What is considered important tasks to complete by the nurse often differs greatly from what is important to the patient and their families. For example, as a nurse focuses on the admission of a post-surgical patient, the patient is oftentimes primarily focused on getting something to eat, or when a doctor informs a patient they can be discharged and leave anytime, and yet, there’s so much that needs to be done prior to the patient’s departure. This nurse anticipates needs such as these consistently, with every patient, even if they aren’t assigned to her care.

For example, Sarah overheard a physician inform a patient of mine that he could leave anytime. Knowing that I was involved in a situation that couldn’t be left, this nurse coordinated with case management for needed assistive devices and taxi voucher; pharmacy for the deliverance of medications; the gathering of the needed supplies for home care; and even completed the discharged teaching with the patient so that he could get home during daylight so that his neighbors could help him.
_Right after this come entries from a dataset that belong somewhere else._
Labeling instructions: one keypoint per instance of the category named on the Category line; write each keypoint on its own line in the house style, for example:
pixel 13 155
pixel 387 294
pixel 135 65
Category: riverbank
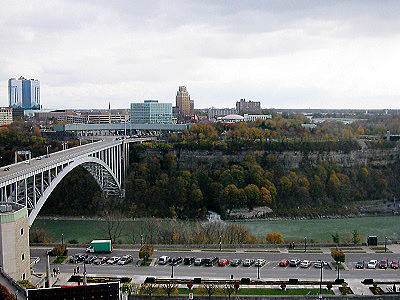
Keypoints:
pixel 321 230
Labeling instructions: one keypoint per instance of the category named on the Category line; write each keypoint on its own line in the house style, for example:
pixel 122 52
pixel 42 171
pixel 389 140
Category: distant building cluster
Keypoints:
pixel 24 93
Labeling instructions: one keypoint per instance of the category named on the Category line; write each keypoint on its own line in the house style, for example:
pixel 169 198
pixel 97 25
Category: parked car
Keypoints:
pixel 284 263
pixel 90 259
pixel 100 260
pixel 126 259
pixel 383 264
pixel 209 262
pixel 360 265
pixel 188 260
pixel 248 262
pixel 294 262
pixel 320 264
pixel 113 260
pixel 372 264
pixel 222 262
pixel 163 260
pixel 235 262
pixel 198 261
pixel 394 264
pixel 305 264
pixel 259 262
pixel 175 261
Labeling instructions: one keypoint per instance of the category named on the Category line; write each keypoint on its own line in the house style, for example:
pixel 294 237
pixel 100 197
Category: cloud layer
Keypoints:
pixel 317 54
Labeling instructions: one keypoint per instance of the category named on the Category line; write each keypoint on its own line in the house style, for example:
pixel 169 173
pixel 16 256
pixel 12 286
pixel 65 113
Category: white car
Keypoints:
pixel 163 260
pixel 305 264
pixel 372 264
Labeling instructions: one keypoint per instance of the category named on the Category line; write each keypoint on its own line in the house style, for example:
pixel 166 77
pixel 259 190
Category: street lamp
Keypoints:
pixel 305 244
pixel 385 243
pixel 320 281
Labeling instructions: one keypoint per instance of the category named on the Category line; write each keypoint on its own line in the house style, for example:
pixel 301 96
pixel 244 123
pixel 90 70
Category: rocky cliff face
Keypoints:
pixel 292 159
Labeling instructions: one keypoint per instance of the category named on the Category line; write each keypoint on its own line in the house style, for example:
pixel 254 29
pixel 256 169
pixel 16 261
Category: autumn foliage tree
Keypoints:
pixel 274 238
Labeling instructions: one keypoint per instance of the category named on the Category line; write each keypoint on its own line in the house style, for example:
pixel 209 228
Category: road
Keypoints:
pixel 36 164
pixel 269 270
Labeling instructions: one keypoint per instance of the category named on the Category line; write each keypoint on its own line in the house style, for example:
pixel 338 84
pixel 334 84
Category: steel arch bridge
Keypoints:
pixel 30 184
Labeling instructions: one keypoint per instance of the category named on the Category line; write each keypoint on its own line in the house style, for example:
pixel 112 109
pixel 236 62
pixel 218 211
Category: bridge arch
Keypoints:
pixel 101 172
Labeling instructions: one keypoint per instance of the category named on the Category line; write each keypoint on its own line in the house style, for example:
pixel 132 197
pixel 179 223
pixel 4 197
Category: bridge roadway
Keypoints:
pixel 37 163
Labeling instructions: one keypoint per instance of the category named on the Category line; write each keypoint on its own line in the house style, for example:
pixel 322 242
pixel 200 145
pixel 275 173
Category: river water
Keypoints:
pixel 85 230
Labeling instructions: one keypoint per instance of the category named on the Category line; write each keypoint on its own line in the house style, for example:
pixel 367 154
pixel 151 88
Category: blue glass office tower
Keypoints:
pixel 24 93
pixel 151 112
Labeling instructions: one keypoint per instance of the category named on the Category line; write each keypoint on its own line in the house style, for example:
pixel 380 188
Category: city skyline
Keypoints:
pixel 285 54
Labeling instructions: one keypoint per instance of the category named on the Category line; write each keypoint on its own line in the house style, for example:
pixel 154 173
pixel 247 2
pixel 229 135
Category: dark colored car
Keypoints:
pixel 176 261
pixel 77 258
pixel 360 265
pixel 235 262
pixel 294 262
pixel 188 260
pixel 394 264
pixel 209 262
pixel 383 264
pixel 90 259
pixel 284 263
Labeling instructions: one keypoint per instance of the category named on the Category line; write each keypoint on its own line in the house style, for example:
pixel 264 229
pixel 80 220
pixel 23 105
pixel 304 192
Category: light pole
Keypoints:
pixel 305 244
pixel 320 280
pixel 385 243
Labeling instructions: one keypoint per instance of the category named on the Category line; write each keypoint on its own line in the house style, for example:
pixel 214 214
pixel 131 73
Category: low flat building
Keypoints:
pixel 6 116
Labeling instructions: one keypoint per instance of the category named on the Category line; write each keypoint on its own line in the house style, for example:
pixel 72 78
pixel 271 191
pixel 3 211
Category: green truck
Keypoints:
pixel 99 246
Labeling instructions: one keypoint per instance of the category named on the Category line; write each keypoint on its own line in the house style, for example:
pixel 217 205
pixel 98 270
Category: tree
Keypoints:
pixel 336 237
pixel 170 289
pixel 339 257
pixel 229 289
pixel 274 238
pixel 146 251
pixel 357 237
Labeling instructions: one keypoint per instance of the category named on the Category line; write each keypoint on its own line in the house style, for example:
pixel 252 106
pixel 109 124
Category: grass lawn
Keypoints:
pixel 263 291
pixel 59 260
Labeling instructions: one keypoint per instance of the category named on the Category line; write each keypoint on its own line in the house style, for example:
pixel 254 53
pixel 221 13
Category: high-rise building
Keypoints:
pixel 24 93
pixel 248 107
pixel 151 112
pixel 183 102
pixel 5 115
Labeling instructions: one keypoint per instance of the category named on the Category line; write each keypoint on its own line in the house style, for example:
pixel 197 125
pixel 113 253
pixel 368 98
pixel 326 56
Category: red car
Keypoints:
pixel 284 263
pixel 394 264
pixel 223 262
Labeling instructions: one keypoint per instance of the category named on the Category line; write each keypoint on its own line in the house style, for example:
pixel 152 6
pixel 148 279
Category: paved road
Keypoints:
pixel 35 164
pixel 270 270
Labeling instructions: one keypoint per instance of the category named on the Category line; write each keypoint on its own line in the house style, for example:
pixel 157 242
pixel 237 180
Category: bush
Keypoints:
pixel 59 250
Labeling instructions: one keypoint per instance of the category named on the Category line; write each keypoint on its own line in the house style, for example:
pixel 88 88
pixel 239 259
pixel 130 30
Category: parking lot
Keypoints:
pixel 270 269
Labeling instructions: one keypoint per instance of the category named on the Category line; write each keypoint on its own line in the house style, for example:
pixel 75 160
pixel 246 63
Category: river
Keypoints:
pixel 84 230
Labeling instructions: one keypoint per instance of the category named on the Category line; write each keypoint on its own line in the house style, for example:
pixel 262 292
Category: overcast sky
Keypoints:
pixel 286 54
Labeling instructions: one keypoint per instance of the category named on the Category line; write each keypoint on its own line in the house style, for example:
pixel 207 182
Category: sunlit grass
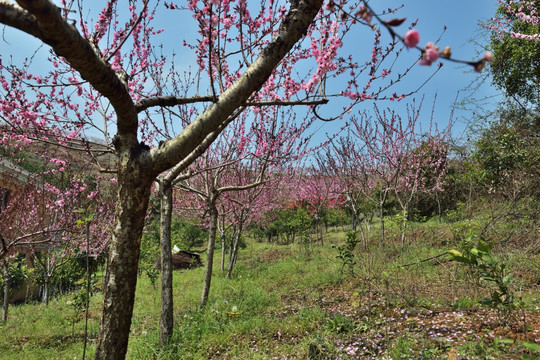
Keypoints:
pixel 286 301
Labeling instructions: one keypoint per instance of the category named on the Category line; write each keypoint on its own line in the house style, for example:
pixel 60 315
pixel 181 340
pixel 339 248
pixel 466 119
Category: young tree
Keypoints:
pixel 248 61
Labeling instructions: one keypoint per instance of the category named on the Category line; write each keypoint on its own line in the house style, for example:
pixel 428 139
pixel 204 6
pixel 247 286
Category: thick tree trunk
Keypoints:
pixel 234 251
pixel 46 285
pixel 166 320
pixel 213 212
pixel 5 275
pixel 121 278
pixel 222 265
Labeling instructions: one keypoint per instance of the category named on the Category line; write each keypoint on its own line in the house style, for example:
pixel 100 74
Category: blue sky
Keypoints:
pixel 463 34
pixel 461 18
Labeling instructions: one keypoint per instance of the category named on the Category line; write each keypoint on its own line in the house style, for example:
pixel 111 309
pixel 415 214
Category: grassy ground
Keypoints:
pixel 293 302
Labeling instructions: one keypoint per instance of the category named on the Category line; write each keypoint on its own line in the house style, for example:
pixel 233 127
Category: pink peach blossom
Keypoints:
pixel 411 39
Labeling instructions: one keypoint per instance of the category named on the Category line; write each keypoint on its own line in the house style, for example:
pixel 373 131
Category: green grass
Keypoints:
pixel 291 302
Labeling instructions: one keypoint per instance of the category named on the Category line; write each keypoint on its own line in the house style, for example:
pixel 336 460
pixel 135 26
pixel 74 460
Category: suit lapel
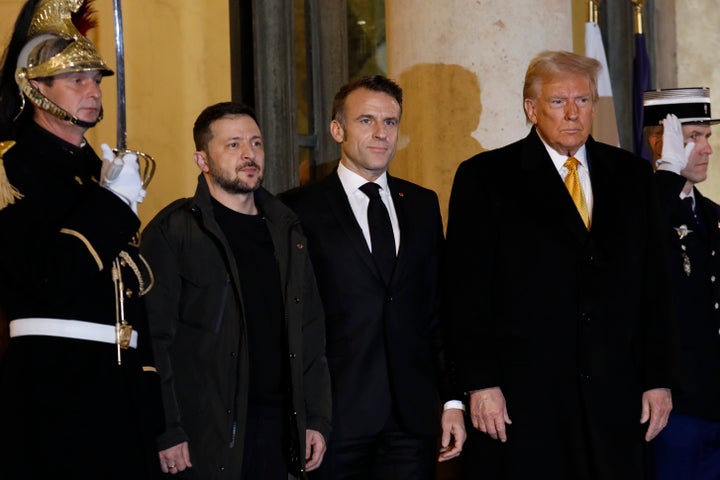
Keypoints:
pixel 340 207
pixel 606 200
pixel 545 187
pixel 404 224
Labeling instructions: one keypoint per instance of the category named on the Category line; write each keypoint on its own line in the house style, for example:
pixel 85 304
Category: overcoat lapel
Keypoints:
pixel 340 207
pixel 545 187
pixel 605 198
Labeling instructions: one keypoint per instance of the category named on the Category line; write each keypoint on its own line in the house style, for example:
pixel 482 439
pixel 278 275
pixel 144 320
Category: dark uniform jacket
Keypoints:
pixel 200 335
pixel 694 264
pixel 572 325
pixel 68 409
See, the major issue to the patient wasn’t his state of health, but it was that the next day was forecasted thunderstorms and no one would be outside to help him once he got home. However, on this specific day, it was beautiful and sunny, and he needed that to make future care for him possible. Isn’t that one of our primary goals upon discharge nurses - to make it possible for a person to have the ability to take care of themselves or to coordinate care with others that are needed to complete the path of healing? This nurse made that possible for him and he was so grateful! Little did I know that all of this was completed when was finally able to leave my other patient’s room. That’s the type of nurse Sarah is; she acts for the benefit of the patient and her peers and is always willing to advocate for both and ensure needs are met.